The ~たり form was later shortened to ~た in speech and became the past form we all known and love today, but before that, it was actually used to build a few other forms. Now, the ～たり form was actually creating a new verb (just like adding the potential, passive or causative endings to a verb today create a new verb), so it had it's own stem to which other endings could be attached. One of them was the old hypothetical ending ～ば (actually, the famous particle は which became ば after the verb). ば was attached to the mizenkei (未然形), which is the verb stem that ends in A for Godan verbs (this is the stem to which you attach the ～ない ending used for negation). Since, the mizenkei of ～たり was naturally ～たら, the whole thing together was ～たらば, which at sometime became a very common complex form for conditionals. e.g. (I invented this up myself, so it's probably not quite authentic):
書きたらば、死ぬ。 If you write, you die.
In modern Japanese, the classical ～ば form became the modern conditional ～ば which is now attached to the E stem (已然形 izenkei), and is much better known as the -eba conditional ending. But what happened to the complex ～たらば～ form? It was shortened to ~たら, but also started using the different base that ～て and ～た forms (the later also a shortened form of ～たり) were using.
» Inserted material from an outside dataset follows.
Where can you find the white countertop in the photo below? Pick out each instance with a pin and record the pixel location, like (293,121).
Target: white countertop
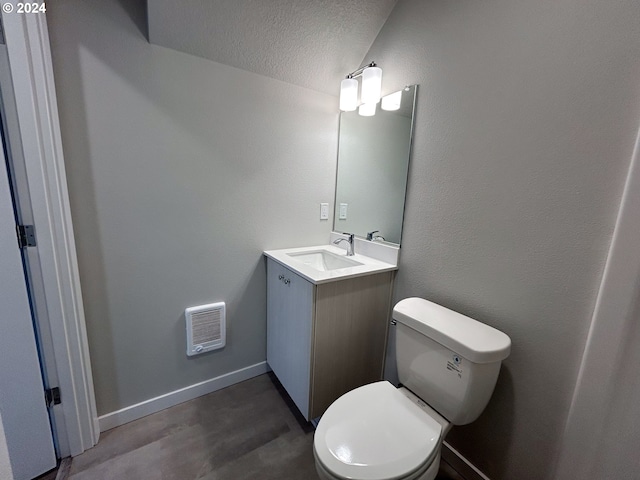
(369,265)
In Ichidan verbs (such as 見る or 食べる) this is still the same as good old renyōkei, but in godan verb, a few changes occured:
- wakari + tara -> wakar + tara -> wakat + tara -> wakattara
- kaki + tara -> kai + tara -> kaitara
- oyogi + tara -> oyoi + (voice) + tara -> oyoi + dara -> oyoidara
- mati + tara -> mat + tara -> mattara
There are more, but that's the gist of it.